Als Berliner lohnt es sich auch, hin und wieder mal den Blick nach Bayern oder in andere Bundesländer zu richten. Im bayerischen Erziehungs- und Unterrichtsgesetz ist zwar kein ausdrückliches Kopftuchverbot formuliert, wohl aber eine indirekte Antikopftuchbestimmung.
… bei den Schülerinnen und Schülern oder den Eltern auch als Ausdruck einer Haltung verstanden werden können, die mit den verfassungsrechtlichen Grundwerten und Bildungszielen der Verfassung einschließlich den christlich-abendländischen Bildungs- und Kulturwerten nicht vereinbar ist.
Zitat Ende aus dieser Bestimmung. Der Bayerische Verfassungsgerichtshof hatte diese Formulierung auch für rechtens erklärt, und der Freistaat hält auch weiter daran fest, auch nach dem Urteil des Bundesverfassungsgerichts von 2015, und bisher ist dieses Gesetz auch noch im Bestand. Insofern könnte dieses Gesetz aus unserer Sicht auch eine Lösung für Berlin sein.
Kommen wir aber neben den rechtlichen Aspekten auch mal zu den kulturpolitischen, ja identitätspolitischen Punkten. Religiöse Bekundungen durch den Staat und seine Repräsentanten sind seit jeher umstritten.
Ich selbst bin als Protestant im erzkatholischen Münster in Nordrhein-Westfalen noch auf eine staatliche Grundschule gegangen, wo in jedem Klassenzimmer selbstverständlich ein Kruzifix hing.

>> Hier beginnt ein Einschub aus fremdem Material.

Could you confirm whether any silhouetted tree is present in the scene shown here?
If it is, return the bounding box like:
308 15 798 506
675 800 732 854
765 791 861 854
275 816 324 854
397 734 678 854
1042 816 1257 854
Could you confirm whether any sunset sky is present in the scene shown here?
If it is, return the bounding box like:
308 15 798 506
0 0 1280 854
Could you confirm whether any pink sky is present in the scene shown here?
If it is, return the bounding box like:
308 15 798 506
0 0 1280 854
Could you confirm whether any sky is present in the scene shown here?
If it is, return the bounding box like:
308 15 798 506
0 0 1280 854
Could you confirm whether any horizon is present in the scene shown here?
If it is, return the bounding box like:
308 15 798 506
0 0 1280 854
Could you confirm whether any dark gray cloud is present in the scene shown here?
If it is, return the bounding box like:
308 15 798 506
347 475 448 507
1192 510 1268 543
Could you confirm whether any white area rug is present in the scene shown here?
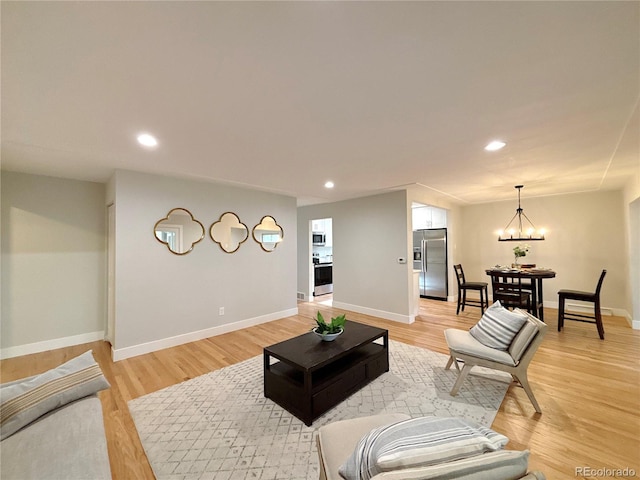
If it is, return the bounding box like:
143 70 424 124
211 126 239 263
129 341 511 480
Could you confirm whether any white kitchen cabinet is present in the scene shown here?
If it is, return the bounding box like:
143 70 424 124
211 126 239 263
324 218 333 247
411 205 447 230
311 218 326 233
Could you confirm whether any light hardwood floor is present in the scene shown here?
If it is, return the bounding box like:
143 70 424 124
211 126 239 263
0 300 640 480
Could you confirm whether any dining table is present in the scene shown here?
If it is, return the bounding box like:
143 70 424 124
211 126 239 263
485 267 556 322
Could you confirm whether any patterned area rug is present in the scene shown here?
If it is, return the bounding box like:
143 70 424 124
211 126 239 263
129 341 511 480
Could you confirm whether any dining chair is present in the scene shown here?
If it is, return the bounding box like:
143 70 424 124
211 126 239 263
490 272 532 313
558 270 607 340
453 264 489 315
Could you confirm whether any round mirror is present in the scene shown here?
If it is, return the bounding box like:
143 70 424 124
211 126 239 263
209 212 249 253
153 208 204 255
253 215 284 252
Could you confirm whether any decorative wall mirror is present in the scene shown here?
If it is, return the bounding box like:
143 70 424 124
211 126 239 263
153 208 204 255
209 212 249 253
253 215 284 252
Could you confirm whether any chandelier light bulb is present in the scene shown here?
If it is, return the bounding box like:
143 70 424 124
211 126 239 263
137 133 158 148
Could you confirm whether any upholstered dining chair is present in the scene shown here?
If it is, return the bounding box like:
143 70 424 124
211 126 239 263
453 264 489 315
558 270 607 340
444 303 547 413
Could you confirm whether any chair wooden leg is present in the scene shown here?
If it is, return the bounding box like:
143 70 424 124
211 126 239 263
515 371 542 413
444 355 457 370
558 296 564 332
451 363 471 397
593 301 604 340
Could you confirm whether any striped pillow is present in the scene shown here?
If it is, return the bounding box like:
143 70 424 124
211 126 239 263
339 417 509 480
0 350 110 440
469 301 527 350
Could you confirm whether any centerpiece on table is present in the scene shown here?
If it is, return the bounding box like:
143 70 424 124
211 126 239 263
513 243 531 268
312 311 347 342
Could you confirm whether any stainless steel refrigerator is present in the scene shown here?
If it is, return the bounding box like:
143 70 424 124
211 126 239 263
413 228 448 300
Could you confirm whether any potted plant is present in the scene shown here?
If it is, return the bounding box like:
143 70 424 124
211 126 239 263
313 311 347 342
513 244 530 268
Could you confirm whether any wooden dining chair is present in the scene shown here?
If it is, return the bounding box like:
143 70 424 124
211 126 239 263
453 264 489 315
491 272 532 313
558 270 607 340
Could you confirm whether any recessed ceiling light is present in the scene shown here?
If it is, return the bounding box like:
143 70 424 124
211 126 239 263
484 140 506 152
138 133 158 148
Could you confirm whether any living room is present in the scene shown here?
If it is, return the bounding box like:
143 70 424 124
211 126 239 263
0 2 640 478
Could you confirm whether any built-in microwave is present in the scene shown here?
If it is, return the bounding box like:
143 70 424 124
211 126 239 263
311 232 326 247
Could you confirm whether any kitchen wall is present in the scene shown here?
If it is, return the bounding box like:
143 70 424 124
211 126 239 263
459 191 632 316
298 191 412 322
0 171 106 358
108 171 298 359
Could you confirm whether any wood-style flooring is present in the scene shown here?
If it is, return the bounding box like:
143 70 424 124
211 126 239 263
0 300 640 480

Damals sind die Linken und die Grünen so lange auf die Barrikaden gegangen, bis dies unter anderem durch Beschluss des Bundesverfassungsgerichts vom 16. Mai 1995 für unvereinbar und nichtig erklärt wurde.
Jetzt, rollenverkehrt, laufen Linke und Grüne gegen diese staatliche Neutralität und eine Schulumgebung ohne religiöse Beeinflussung und Indoktrinierung Sturm. Es seien die armen angehenden muslimischen Lehrkräfte von Diskriminierung betroffen, und man müsse dieses Unrecht beenden, und sie kündigen in der Begründung ihres Antrags ja auch schon an, das Ganze auch auf Justiz und Polizei ausdehnen zu wollen.
Dass die eingereichten Klagen gegen die Anwendung des Neutralitätsgesetzes ausschließlich von muslimischen Frauen, aber von keiner einer anderen Religionsgemeinschaft Angehörigen geführt wurden, zeigt doch exemplarisch, worum es vermutlich in Wirklichkeit geht: um die Normalisierung und Verharmlosung des muslimischen Kopftuchs, teilweise gefeiert als angebliches Empowerment.
Aber Sie können Frauenrechtlerinnen wie Alice Schwarzer oder Seyran Ateş zu diesem Thema mal befragen. Die werden Ihnen eine andere Meinung mitteilen. Und schauen Sie auch in die mehrheitlich muslimischen Länder dieser Welt, den Iran, die Türkei, Saudi-Arabien, und Sie werden feststellen, dass diese sich der Dinge bestenfalls naiv nähern, es schlimmstenfalls sogar blanker Hohn für die Opfer, die dortigen Frauen, ist!
und wenn die Politik das Tor zur Schafsweide offen lässt, kommt eben der Wolf in das Schafsgehege. Sie sehen es im Iran: Jetzt wurden dort auch die Gesetze verschärft.